The languages where Google is good are ones where we’ve got huge corpora – sets of documents that exist in two or more languages, which have been “aligned” by algorithms so that it’s possible to see how one phrase has been translated into another. A corpus like the Europarl Corpora – which contains millions of aligned sentences in eleven languages, taken from human translations of European parliament proceedings – can make it fairly easy to build these tools… though one wonders if they’re better at translating bureacratic memos than casual conversations. (Another major corpus, the Acquis Communautaire, offers the whole body of EU law in 23 languages. Sounds like a blast to read.) These statistical machine translation methods get stronger as we get more aligned documents available.
But some languages don’t have large corpora available – I don’t know where we’re going to find a large set of English/Malagasy translations, for instance. In these cases, rule-based machine translation might work better – one of our participants, who studies rule-based systems, argues that they’ve proved their utility in translating between closely related languages like Spanish and Catalan. They parse sentences into parts of speech, or into more complex intermediate representations, then translate word by word, restructuring the sentences into grammatically correct forms. Our friend pointed to a study he’d helped conduct which saw these rule-based systems doubling the efficiency of human translators from 3000 words a day to 6000 words, in closely-related languages.
My sense is that the most exciting potential in the near future may be to use social translation to create corpora that could benefit statistical machine translation. That probably means ensuring that Google – admired and feared at gatherings like this one – has a seat at the table in a future discussion.
It’s a long path from the discussions in Amsterdam to a system that allows me to stumble upon a blogpost in Persian and request (and perhaps offer a bounty for) a translation.

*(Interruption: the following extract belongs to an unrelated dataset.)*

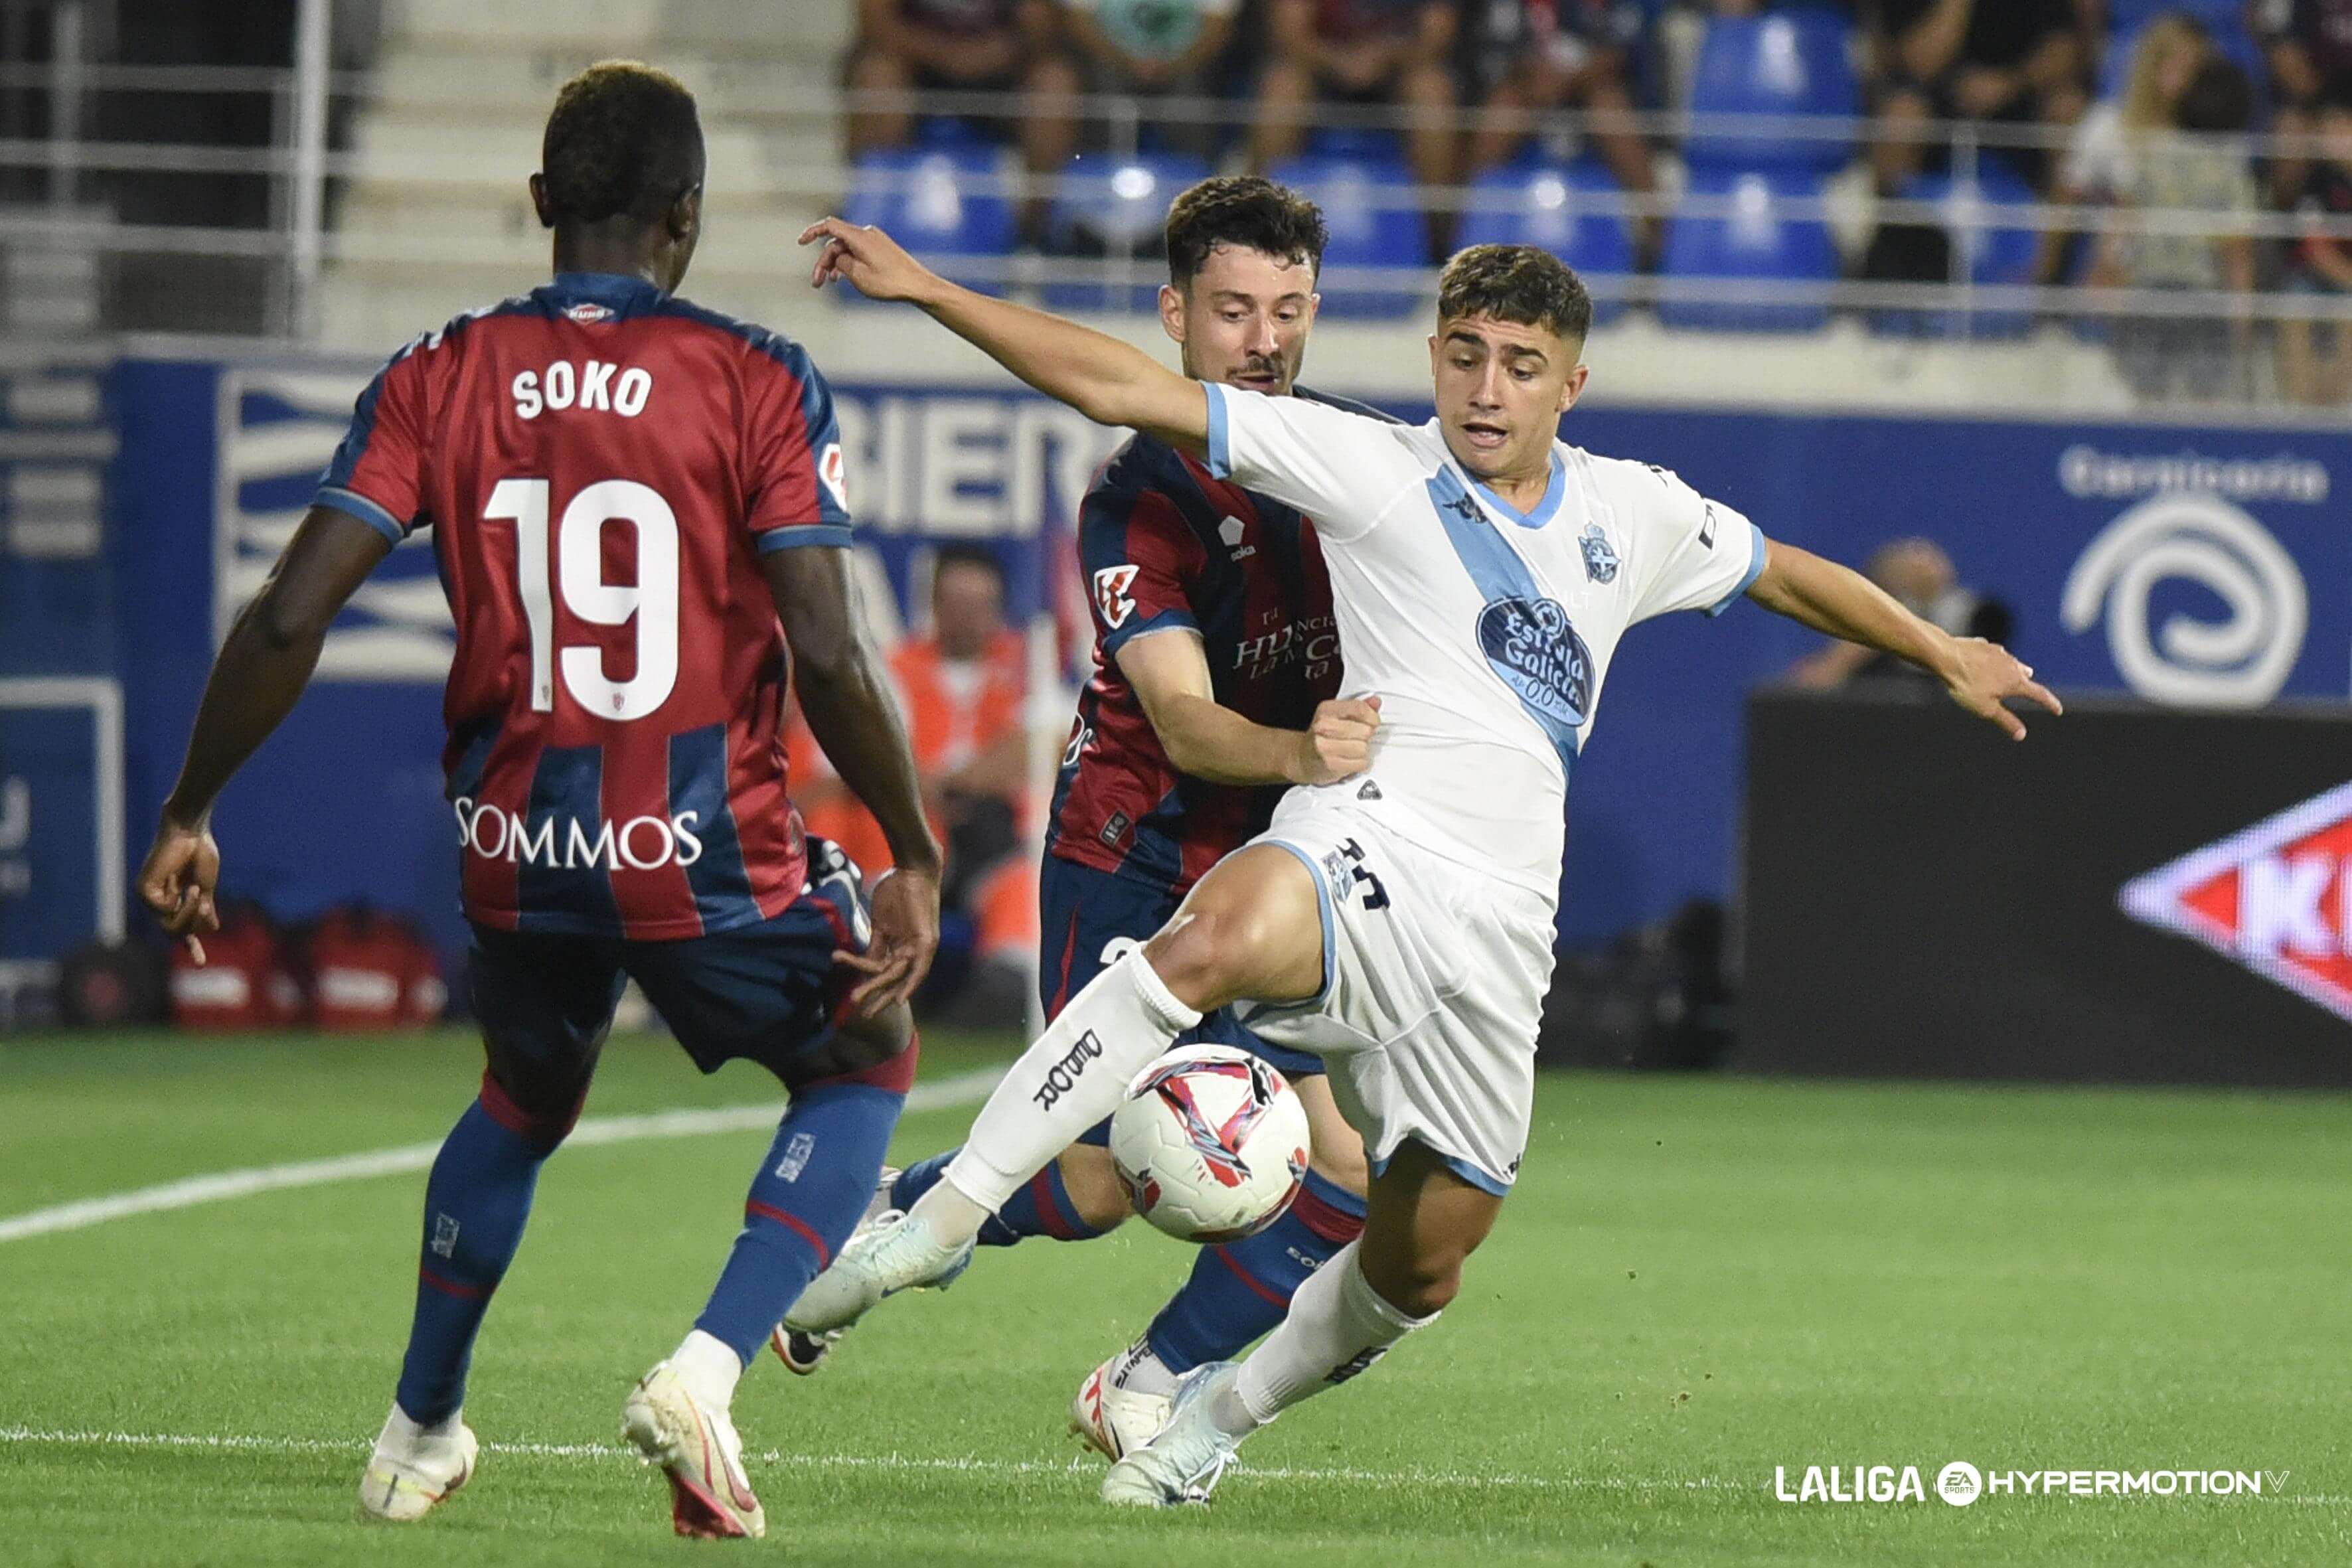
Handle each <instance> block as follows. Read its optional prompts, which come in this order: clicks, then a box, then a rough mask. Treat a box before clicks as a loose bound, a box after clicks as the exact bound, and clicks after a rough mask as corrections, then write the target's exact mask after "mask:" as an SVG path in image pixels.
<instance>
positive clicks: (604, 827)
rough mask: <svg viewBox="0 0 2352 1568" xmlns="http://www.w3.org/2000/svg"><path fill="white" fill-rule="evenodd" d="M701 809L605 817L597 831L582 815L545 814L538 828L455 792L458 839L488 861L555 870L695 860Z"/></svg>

But those conversations have to start somewhere, and it was a pleasure to have a ringside seat for them in Amsterdam.
One of the projects taking place around the OTT summit is a “book sprint“, a five-day project to write a book that outlines the state of the art in open source translation systems. If that sounds crazy… well, it is, but not as nuts as you think. My friend Tomas Krag pioneered the model a few years back with a brilliant book on wireless networking in the developing world, and it’s been adopted by the fine folks at FLOSS Manuals. I’ll link when the book is available… which should be about three days from now!
You can read notes on each of the sessions on the OTT wiki – it’s a great summary of the discussions that took place.